Ihr akademischer Lehrer Elmar Altvater hat damals kritisiert: Man könne nicht von Nachhaltigkeit reden und vom Kapitalismus schweigen.
Er hatte recht und unrecht zugleich. Recht hatte er, weil wir vielleicht stärker auf die Unvereinbarkeit des Wachstums- und Akkumulationszwangs mit der Nachhaltigkeit hätten hinweisen müssen.
Unrecht hatte er, weil unser ganzes Konzept ja gerade auf der Wiedereinbettung der Ökonomie in die Gesellschaft und die Wiedereinbettung beider in die Natur beruhte. Wir haben also für einen Primat der Politik und einen gesellschaftlichen Gestaltungsanspruch geworben.
Sie haben in der "Öko-Bibel" die Grenzen des "Umweltraums" definiert, der von den Gesellschaften nicht überschritten werden darf. Je länger der grüne Umbau auf sich warten lässt, desto enger wird er.
Genauso ist es. Wir haben drei Dekaden lang das Notwendige unterlassen. Wenn wir heute nicht konsequent handeln, werden wir in Zukunft nur noch Sachzwänge exekutieren können und die Freiheit verlieren.
Manches ist heute einfach nicht mehr zu verantworten, von neuen Autobahnen über Kohlekraftwerke bis zu hohem Fleischkonsum.
Werden die Bürger das mitmachen?
Ich denke, die Einsichtsfähigkeit der Bevölkerung ist größer, als die Parteien annehmen. Die Akzeptanz von ökologischer Politik steht und fällt aber mit der Frage, ob sie als gerecht empfunden wird.
Nicht einmal die Grünen, deren Mitglied Sie sind, trauen sich, so etwas durchzudeklinieren. Zu viel Angst vor den Wählern?
Ich hoffe nicht. Vor allem hoffe ich, dass sie die Frage von Ökologie und gerechter Transformation nicht auf grünes Wachstum, grüne Märkte und grüne Technologien reduzieren.
Letzte Frage: Was nützt die schönste Bibel, wenn keiner mehr drin liest? Im Klartext: Keine Sorge, dass der nötige Umbau floppt?
Ich glaube, das Gefühl, wir könnten es als Menschheit nicht mehr schaffen, den Planeten lebenswert zu erhalten, kennt jeder Mensch, dem die Natur am Herzen liegt. Alles andere wäre gelogen.

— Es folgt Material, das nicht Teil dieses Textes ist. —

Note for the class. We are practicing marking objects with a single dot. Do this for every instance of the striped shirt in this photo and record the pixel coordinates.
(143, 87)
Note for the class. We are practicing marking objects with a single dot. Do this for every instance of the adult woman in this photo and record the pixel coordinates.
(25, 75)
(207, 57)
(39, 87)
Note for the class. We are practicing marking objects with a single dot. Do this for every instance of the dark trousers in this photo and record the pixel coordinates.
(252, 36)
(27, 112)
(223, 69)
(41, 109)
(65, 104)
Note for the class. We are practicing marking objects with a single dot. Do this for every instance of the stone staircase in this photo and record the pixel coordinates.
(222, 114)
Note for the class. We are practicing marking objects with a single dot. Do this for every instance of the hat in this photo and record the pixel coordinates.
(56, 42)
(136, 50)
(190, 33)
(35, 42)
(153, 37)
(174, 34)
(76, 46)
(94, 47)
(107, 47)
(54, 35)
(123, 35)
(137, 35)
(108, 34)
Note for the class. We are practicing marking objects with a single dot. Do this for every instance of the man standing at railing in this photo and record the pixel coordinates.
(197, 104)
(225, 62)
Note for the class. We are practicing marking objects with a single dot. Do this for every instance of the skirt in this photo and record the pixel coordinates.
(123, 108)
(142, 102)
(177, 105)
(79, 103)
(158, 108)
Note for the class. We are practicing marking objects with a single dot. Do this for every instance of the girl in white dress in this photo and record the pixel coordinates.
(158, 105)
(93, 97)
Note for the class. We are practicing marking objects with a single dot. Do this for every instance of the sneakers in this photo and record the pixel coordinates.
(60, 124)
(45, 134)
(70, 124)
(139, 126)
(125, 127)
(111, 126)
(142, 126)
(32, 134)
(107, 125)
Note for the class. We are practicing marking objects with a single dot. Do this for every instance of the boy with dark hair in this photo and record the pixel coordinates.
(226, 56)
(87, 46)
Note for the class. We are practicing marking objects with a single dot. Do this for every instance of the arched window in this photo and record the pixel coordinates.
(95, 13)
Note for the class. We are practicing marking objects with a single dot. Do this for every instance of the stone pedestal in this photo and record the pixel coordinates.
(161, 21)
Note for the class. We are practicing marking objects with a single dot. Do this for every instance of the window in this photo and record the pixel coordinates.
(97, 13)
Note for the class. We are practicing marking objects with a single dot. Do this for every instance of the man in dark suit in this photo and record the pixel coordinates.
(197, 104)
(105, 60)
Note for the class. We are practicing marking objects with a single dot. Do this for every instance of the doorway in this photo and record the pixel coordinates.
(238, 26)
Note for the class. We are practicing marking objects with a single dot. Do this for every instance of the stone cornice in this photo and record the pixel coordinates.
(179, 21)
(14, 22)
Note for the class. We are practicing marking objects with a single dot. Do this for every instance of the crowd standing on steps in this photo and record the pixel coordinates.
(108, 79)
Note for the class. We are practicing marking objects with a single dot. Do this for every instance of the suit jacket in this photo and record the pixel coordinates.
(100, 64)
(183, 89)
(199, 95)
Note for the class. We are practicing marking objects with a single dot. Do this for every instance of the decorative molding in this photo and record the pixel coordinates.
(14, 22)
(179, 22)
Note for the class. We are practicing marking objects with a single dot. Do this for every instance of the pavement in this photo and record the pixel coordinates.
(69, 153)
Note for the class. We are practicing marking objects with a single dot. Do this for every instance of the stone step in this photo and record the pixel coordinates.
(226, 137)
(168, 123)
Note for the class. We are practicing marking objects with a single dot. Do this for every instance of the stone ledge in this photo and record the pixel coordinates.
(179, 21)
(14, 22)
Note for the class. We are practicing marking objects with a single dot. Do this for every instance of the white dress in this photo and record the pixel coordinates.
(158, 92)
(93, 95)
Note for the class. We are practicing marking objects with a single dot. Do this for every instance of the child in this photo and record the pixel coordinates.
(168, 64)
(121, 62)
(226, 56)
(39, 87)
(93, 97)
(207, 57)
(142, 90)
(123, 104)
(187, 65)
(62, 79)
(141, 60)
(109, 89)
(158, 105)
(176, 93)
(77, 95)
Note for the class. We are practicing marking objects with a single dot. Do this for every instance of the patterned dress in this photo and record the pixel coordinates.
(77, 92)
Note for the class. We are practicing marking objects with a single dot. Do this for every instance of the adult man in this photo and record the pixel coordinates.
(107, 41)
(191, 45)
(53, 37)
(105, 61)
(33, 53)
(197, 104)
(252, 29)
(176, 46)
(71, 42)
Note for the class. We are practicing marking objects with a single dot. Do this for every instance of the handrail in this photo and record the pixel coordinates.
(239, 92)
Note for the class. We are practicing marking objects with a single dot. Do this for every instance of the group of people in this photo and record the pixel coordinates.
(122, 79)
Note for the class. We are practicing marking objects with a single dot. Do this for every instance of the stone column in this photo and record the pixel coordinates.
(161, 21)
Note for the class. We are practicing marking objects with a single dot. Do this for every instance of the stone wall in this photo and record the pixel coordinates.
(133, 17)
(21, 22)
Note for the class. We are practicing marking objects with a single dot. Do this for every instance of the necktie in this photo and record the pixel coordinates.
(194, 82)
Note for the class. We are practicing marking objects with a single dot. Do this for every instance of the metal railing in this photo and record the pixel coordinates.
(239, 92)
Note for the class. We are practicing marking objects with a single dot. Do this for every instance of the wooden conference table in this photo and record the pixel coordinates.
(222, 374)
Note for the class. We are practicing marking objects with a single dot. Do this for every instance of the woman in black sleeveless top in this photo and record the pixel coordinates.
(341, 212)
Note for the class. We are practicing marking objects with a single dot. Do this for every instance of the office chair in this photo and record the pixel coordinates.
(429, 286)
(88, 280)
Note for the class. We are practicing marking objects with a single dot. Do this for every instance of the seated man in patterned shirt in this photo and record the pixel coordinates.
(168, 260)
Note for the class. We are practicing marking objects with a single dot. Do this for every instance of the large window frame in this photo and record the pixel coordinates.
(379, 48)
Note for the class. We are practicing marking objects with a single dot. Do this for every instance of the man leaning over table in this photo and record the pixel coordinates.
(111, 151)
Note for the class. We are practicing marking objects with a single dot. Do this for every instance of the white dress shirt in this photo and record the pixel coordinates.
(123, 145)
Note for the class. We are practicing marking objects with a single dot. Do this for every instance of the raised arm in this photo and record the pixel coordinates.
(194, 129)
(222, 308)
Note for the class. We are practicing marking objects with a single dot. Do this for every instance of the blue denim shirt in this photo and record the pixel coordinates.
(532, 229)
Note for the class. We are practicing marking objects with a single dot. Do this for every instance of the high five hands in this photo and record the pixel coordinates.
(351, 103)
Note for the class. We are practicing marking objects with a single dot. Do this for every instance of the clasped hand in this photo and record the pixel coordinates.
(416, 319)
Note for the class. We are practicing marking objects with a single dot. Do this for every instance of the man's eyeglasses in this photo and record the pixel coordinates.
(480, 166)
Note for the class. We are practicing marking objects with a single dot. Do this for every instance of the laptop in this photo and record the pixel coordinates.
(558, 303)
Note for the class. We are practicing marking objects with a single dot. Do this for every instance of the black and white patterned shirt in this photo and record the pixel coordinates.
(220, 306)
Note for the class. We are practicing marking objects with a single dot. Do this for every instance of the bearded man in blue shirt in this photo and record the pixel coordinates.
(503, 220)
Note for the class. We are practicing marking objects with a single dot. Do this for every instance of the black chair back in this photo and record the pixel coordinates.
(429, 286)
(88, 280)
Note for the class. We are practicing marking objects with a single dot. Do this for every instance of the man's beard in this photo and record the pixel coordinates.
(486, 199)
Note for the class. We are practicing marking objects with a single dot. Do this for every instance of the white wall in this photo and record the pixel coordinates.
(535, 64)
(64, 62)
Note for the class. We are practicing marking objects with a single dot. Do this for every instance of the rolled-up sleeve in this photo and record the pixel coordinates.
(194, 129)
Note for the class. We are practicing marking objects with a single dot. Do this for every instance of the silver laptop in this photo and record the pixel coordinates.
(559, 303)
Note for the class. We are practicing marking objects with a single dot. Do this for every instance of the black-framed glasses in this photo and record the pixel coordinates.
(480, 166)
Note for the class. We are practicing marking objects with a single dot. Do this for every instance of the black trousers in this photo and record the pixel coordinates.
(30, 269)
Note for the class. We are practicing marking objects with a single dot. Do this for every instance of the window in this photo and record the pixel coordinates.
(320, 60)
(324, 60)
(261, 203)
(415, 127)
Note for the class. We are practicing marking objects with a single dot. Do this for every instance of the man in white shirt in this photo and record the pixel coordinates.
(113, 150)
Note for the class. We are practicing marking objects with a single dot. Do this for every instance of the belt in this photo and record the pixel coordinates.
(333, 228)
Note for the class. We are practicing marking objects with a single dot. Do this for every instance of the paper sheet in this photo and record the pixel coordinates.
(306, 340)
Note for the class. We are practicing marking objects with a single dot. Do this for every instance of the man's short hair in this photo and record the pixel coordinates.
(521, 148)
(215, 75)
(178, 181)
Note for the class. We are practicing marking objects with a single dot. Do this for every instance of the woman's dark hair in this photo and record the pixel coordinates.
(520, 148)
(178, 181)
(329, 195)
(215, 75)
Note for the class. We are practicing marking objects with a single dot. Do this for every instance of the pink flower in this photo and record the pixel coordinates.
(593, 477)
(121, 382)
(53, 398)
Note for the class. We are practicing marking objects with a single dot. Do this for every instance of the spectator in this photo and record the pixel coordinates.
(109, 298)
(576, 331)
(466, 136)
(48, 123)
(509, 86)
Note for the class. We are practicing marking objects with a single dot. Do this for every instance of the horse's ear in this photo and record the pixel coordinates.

Zu vieles läuft nach wie vor in die völlig falsche Richtung. Aber niemand hat das Recht, diese Sorge in Fatalismus umschlagen zu lassen. Wenn Sie Pathos mögen: Wir sind es unseren Kindern und Kindeskindern und auch den nicht-menschlichen Kreaturen schuldig, die Erde nicht zu zerstören.